"THANK GOD FOR THE INTERNET," says John Cameron Mitchell, the writer-director whose latest film, Shortbus, opens with a scene in which the lead character flips his legs over his head and fellates himself. Three years ago, when Mitchell was planning the picture, he did an Internet casting call. Figuring an agent wouldn't send him many actors who'd try something like that on camera – what would it do to their soap opera careers? – he set up a Web site that explained his ambition: to make a film that would combine explicit sex with genuine emotional drama. Then, trading on his notoriety as creator and star of the 2001 cult film Hedwig and the Angry Inch, he gave press interviews inviting people to check out the site and send in audition tapes in which they talk about sex. More than half a million hits later, he had nearly 500 would-be actors to choose from.
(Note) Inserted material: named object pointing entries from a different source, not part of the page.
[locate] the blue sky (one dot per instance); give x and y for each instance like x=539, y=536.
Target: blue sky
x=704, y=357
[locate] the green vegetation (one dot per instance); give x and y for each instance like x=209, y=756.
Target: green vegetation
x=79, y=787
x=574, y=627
His leads, almost all picked from the tapes, ranged in experience from struggling singer-songwriter Jay Brannan to the suitably acrobatic actor Paul Dawson, who'd had experience on the indie film circuit.
Shortbus, which premiered at the Cannes Film Festival in May and opens in New York in October, is about a hipster salon where the gifted and the damaged – grown-up versions of the misfits who rode the short bus to school – come together to work out their sex issues. A guy who wants his boyfriend to allow other people into their relationship, a dominatrix who has never loved anyone, a sex therapist who has never orgasmed – all find their way to a Brooklyn loft in which caring talk gradually gives way to orgiastic coupling. Mixing pathos and wit, Mitchell shows his characters fumbling for connection, physical and otherwise, in a society where that kind of effort isn't valued enough. "It's just like the '60s," quips the salon's host, played by New York drag star Justin Bond, "only with less hope."
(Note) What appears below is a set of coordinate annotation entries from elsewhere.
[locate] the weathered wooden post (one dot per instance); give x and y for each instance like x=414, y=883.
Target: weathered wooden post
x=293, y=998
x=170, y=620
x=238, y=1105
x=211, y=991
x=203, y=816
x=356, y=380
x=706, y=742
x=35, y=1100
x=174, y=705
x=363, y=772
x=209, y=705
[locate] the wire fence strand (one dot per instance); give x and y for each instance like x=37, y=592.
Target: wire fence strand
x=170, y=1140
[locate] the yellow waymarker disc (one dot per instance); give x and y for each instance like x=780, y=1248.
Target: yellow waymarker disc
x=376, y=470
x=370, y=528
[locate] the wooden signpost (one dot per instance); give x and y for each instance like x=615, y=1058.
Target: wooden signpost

Less hope, but more technology. Though Bond's character fantasizes about a "magical circuit board" of desire that connects everyone, the gizmos in Shortbus usually end up shorting out. When the therapist puts a vibrating egg in her vagina and gives her husband the remote, he loses it under a couch cushion – sending her a distinctly nonorgasmic jolt every time someone sits down. And when a gay hunk gets an alert on his handheld that his "perfect match" is a few feet away, both guys fixate on their gadgets instead of each other.
As useful as the Net was in casting the picture, Mitchell considers it better at delivering porn than hope. Coming of age in the late '70s as the gay son of a career army officer, he had to figure out sex on his own. "Now kids learn about sex directly from porn," he says, "and instead of something thrilling or joyful or even dirty, it's like business. So you see kids fetishizing themselves – rather than experiencing emotion or excitement, it's, 'I am a barely legal person. I have a Web site, and I'm going to show my dick on it.'"
Mitchell hopes to encourage less-commercialized sexuality by creating a virtual Shortbus salon online and organizing college screenings and parties with salon "starter kits." He's also hoping the movie will inspire people to get together on their own in the same way that fans of Hedwig set up Web sites and midnight screenings. Could his movie provide an antidote to webcams? Mitchell is enough of a romantic to think so: "I have this weird hope that a true connection will win out somehow."